1. Lt. Gen. John Burgoyne, a paroled prisoner, was in England (see GW to Clinton, 16 April, found at GW to Abraham Skinner, same date, n.2; and to Clinton, 1 May, found at Samuel Huntington to GW, 23 April, n.2).
2. See GW to Clinton, 16 May, found at GW to the Board of War, same date, n.2.

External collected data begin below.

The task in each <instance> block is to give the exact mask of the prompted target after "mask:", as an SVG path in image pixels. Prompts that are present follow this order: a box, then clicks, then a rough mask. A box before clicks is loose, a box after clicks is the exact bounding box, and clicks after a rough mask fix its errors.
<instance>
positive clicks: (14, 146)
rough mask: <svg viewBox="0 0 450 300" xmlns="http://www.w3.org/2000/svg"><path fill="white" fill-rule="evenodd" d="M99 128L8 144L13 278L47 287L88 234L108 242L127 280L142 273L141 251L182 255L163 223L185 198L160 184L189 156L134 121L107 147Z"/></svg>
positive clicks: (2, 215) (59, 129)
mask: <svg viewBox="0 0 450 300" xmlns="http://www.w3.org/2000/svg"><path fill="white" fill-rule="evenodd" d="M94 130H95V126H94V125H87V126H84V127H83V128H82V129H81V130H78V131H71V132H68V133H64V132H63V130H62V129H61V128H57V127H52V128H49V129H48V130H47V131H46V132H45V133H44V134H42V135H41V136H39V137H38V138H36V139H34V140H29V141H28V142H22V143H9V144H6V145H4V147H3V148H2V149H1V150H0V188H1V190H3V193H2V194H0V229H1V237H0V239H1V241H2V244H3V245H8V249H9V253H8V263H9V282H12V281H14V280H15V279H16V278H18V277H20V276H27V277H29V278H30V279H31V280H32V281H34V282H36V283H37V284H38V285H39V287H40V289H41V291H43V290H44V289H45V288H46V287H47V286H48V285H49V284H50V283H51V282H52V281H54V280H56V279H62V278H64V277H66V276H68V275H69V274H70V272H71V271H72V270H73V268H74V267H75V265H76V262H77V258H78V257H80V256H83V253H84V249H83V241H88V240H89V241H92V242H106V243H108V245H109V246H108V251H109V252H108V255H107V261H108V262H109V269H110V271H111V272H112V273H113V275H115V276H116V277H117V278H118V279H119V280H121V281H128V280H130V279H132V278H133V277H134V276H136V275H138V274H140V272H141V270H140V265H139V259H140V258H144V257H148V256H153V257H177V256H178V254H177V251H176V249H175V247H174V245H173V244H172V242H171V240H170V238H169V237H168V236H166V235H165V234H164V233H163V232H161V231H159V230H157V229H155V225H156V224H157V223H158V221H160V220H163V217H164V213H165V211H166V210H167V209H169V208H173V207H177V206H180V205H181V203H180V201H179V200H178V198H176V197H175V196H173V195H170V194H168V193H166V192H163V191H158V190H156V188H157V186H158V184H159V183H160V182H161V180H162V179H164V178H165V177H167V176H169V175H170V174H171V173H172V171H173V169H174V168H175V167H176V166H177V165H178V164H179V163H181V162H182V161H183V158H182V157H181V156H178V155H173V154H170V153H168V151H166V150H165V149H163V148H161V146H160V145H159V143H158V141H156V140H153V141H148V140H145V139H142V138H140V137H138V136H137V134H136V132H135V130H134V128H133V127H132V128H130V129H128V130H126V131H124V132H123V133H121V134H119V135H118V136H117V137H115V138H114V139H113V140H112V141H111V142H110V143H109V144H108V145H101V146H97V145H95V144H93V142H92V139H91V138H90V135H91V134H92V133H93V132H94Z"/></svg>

3. Brig. Gen. James Irvine, Col. George Mathews, and Col. John Ely had written Andrew Elliot, lieutenant governor of New York and superintendent of imports and exports, from New York on 25 Nov. 1780 to have “Grain of all kinds, Flour, Beef, Pork, Live Stock, Onions, Lumbar, Boards, Scantling, Iron, Hemp, Pitch and Tar” sent to Long Island and sold so the proceeds could be used to assist prisoners (DNA:PCC, item 78). Clinton granted the request and provided regulations for the transportation and sale of the articles (see James Robertson, William Phillips, Samuel Birch, and Elliot to Irvine, Mathews, and Ely, 29 Nov., DNA:PCC, item 78). Another letter communicated the highest price allowed for the sale of certain items (see Elliot to Irvine, Mathews, and Ely, 29 Nov., DNA:PCC, item 78).